Rapina in pieno giorno a Trieste: colpisce la vittima con una pietra per rubarle il cellulare

Un grave episodio di rapina violenta in pieno giorno si è verificato a Trieste, dove un uomo di 30 anni, già noto alle Forze dell’Ordine, è stato arrestato dai Carabinieri del Nucleo Operativo e Radiomobile della Compagnia di Aurisina con le accuse di rapina e resistenza a pubblico ufficiale.
L’aggressione è avvenuta alla luce del sole, quando il trentenne, secondo la ricostruzione fornita dalle autorità, si sarebbe avvicinato a un suo connazionale per poi strappargli di mano il cellulare. La vittima, nel tentativo di reagire e trattenere l’aggressore, è stata coinvolta in una breve colluttazione. Il rapinatore, pur di guadagnarsi la fuga, l’avrebbe colpita alla testa con una pietra, provocandole una ferita lacero-contusa.
Determinante l’intervento immediato dei militari
Fortunatamente alcuni residenti presenti in zona, allertati dalle grida della vittima, hanno assistito alla scena e sono riusciti a far intervenire in tempo reale una pattuglia dell’Arma, che ha bloccato e arrestato l’autore del gesto pochi minuti dopo. Oltre al cellulare sottratto, l’uomo è stato trovato anche in possesso di una modica quantità di sostanza stupefacente.
Nonostante un tentativo ulteriore di fuga, il trentenne è stato bloccato, ammanettato e condotto nel carcere del Coroneo, dove rimane a disposizione dell’Autorità Giudiziaria. Durante l’arresto, l’individuo ha opposto resistenza ai militari, aggravando ulteriormente la propria posizione.
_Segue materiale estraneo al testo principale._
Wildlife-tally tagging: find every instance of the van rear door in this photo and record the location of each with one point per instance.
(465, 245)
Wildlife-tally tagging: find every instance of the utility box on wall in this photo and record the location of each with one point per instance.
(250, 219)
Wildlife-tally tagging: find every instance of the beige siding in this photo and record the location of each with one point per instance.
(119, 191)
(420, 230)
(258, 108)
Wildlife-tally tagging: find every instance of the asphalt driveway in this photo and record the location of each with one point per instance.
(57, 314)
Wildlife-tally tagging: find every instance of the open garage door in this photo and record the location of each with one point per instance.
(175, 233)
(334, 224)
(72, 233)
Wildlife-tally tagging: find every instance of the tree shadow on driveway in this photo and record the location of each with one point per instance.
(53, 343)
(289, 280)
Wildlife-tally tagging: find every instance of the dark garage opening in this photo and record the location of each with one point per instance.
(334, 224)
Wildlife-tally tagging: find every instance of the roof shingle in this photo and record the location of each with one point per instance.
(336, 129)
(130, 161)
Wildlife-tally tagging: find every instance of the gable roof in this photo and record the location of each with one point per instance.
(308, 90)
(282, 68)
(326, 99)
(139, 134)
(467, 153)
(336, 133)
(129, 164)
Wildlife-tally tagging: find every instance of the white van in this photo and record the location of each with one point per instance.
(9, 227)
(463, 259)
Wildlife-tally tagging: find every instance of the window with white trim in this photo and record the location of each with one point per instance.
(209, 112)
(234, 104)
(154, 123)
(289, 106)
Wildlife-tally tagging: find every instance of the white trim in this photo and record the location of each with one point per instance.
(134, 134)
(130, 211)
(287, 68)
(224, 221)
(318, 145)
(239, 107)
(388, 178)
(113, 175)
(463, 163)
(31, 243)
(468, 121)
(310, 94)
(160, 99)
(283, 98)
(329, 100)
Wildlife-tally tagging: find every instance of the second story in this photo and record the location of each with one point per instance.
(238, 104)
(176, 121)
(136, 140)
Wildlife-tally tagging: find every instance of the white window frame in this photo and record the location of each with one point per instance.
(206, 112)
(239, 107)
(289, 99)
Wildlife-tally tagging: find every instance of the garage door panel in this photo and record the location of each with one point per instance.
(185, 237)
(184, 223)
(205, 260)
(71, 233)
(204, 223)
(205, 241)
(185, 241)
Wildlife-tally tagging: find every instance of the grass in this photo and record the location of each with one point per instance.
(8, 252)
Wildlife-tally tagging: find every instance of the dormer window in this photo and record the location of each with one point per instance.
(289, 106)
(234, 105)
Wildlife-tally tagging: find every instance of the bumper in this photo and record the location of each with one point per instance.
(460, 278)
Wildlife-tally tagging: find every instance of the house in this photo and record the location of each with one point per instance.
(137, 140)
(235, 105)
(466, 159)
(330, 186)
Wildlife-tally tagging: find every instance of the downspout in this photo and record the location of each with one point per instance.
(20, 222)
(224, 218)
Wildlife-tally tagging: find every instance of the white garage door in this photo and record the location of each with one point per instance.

La vittima portata a Cattinara: ferita alla testa ma non in pericolo di vita
La persona aggredita è stata soccorso dal personale sanitario del 118, chiamato direttamente dai Carabinieri, e trasportata all’ospedale di Cattinara. Secondo quanto riferito, la vittima ha riportato una lesione vistosa alla testa, ma non risulta in pericolo di vita.
Le indagini sono ora in corso per chiarire ogni aspetto dell’accaduto. Come precisano i Carabinieri nel comunicato ufficiale, il procedimento è ancora in fase preliminare e la responsabilità dell’indagato sarà accertata nel corso del processo, nel pieno rispetto della presunzione di innocenza. Non sono state rese note le generalità dell’aggressore né ulteriori elementi identificativi.